Nugen Producer includes eight elite plug-ins, designed to provide users with deeper control over their full production workflow. From EQ, stereo panorama and low frequency content, to mixing and mastering for today's streamed delivery services, the Producer Bundle enables users to identify and solve a multitude of audio issues in order to increase the quality and efficiency of any audio production. Meyerson
“I first started using Nugen’s Halo Upmix and Halo Downmix for surround and immersive sound projects, and it was fantastic,” says Meyerson. “From there, I started looking into their other products and realized that Nugen is a company that is on the cutting edge of technology in terms of its offerings.”
Meyerson says he enjoys using Halo Upmix for the variety of techniques it offers while mixing pre-recorded material. The plug-in enables him to achieve natural and coherent upmixing from stereo to 5.1 and 7.1 sound.

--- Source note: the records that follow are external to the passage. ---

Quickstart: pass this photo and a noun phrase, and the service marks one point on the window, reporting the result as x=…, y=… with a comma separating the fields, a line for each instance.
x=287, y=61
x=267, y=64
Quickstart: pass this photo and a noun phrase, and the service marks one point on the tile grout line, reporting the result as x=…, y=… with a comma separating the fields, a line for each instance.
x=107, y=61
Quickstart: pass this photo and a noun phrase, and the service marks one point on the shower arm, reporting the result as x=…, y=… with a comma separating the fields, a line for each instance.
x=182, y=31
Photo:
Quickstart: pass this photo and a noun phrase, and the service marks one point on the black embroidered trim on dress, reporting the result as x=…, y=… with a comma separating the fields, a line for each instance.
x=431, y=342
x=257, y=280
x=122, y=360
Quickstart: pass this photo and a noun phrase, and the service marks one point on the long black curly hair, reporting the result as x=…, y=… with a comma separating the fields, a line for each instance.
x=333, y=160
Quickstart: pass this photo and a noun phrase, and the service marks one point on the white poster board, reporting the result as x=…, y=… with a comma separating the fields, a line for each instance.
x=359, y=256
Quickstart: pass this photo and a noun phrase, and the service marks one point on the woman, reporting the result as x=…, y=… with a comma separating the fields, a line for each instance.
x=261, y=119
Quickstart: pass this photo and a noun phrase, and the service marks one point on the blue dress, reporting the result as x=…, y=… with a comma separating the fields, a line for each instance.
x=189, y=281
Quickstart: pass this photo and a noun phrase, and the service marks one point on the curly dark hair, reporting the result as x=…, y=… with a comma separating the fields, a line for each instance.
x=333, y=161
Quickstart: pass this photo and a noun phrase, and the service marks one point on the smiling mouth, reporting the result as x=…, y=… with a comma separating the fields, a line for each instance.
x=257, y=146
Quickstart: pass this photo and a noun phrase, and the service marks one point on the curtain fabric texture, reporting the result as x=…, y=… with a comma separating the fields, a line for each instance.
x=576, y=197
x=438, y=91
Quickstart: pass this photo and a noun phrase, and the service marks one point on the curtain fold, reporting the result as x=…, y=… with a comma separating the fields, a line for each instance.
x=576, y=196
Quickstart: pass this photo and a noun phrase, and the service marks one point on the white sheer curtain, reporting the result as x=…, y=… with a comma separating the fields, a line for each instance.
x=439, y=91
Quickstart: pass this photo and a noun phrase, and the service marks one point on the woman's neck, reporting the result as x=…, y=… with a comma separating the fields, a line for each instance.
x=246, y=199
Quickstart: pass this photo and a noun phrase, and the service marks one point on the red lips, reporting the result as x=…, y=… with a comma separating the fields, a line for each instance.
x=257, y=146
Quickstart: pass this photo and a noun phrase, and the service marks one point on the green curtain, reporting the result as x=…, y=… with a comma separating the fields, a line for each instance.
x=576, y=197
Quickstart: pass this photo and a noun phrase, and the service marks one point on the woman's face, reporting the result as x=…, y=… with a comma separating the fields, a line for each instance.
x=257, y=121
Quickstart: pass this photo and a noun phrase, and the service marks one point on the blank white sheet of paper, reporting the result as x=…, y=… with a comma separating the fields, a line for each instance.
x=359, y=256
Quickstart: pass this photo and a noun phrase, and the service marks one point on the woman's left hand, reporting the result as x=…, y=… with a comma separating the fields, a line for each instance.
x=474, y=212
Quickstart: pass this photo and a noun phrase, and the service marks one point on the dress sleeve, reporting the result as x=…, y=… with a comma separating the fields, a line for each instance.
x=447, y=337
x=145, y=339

Meyerson explains that his typical projects fall into two large scale areas—5.1 surround sound or Dolby Atmos. For those projects, film composers typically send him a pre-record or master of the score that they created, much of which ends up in the final mix. In modern scoring, there is also typically a combination of orchestral music and computer-driven elements―such as percussion, guitars, or synth sounds―that need to be added. It is up to the sound mixer to figure out a way to take the stereo scores and turn them into surround sound mixes.
“One of the challenges of these projects is that if you use the same technique over and over again, it’s like putting vanilla syrup on vanilla ice cream; you start losing the effect,” Meyerson explains. “I found the best thing to do is find three or four different techniques to accomplish the same goal. That way, I can keep things interesting and end up with a wider and much more open image. Nugen is a perfect solution for the approach that I use.”
Meyerson adds that Upmix doesn’t “color the sound.” In the past, if he took stereo audio and upmixed it to surround, “a lot of things could go wrong, such as losing some of the front image because all of the sound is diverted to the sides for surround, or to the upper/height speakers in Atmos.” Meyerson says he relies on Nugen’s Upmix to negate this from happening.
“I found Nugen is almost invisible,” he continues. “It adds all of those elements and does it in a very elegant way where I am getting a really true sense of width, but it still sounds the same. It still comes back to me at the same level and has the same amount of power and impact. That’s a huge advantage. There are other companies that also do stereo to surround, but those solutions are a little bit more colored. So, even if someone has one of the other options, I encourage them to add Halo Upmix to their package, because it really is a fantastic tool.”
Meyerson says Nugen’s Stereoizer stereo widening software is also beneficial when he receives stereo sound that has all the content on the same stereo plane. “Sometimes it can sound a little too mono or a little too wide, but what I found while mixing is that I get so much benefit out of varying the width of my files, even mono,” he adds. “Nugen’s Stereoizer is such a good solution because it is frequency-based. You can control the low-end to stay steady and focused on the center and have the high-frequency start spilling out. Stereoizer is a helpful tool for getting outside the speaker.”
With the Nugen Stereoizer capabilities, Meyerson says he can create a much more dynamic mix by “taking some of the keyboards and moving them out five percent or taking the percussion and moving it in five percent, and so forth. Those little changes make a huge difference.”
Meyerson, who began his career as a young student studying classical trumpet and later apprenticed in the music recording industry, has worked on more than 300 movie and video game scores during his four-decade career. Well known for his 30-year residency at Hans Zimmer’s Remote Control production company, Meyerson’s long list of credits include a wide array of blockbuster films. Among these are several Star Wars films; all of the Pirates of the Caribbean and Shrek movies; Dunkirk (2017), The Dark Knight (2008); Wonder Woman (2017), the recent live-action Lion King (2019) and Mulan (2020) films. His credits also extend to video games such as Halo and Gears of War; as well as recording artists like The Reddings, Jody Watley, Nia Peeples, Dead Mouse, Daft Punk and Moby.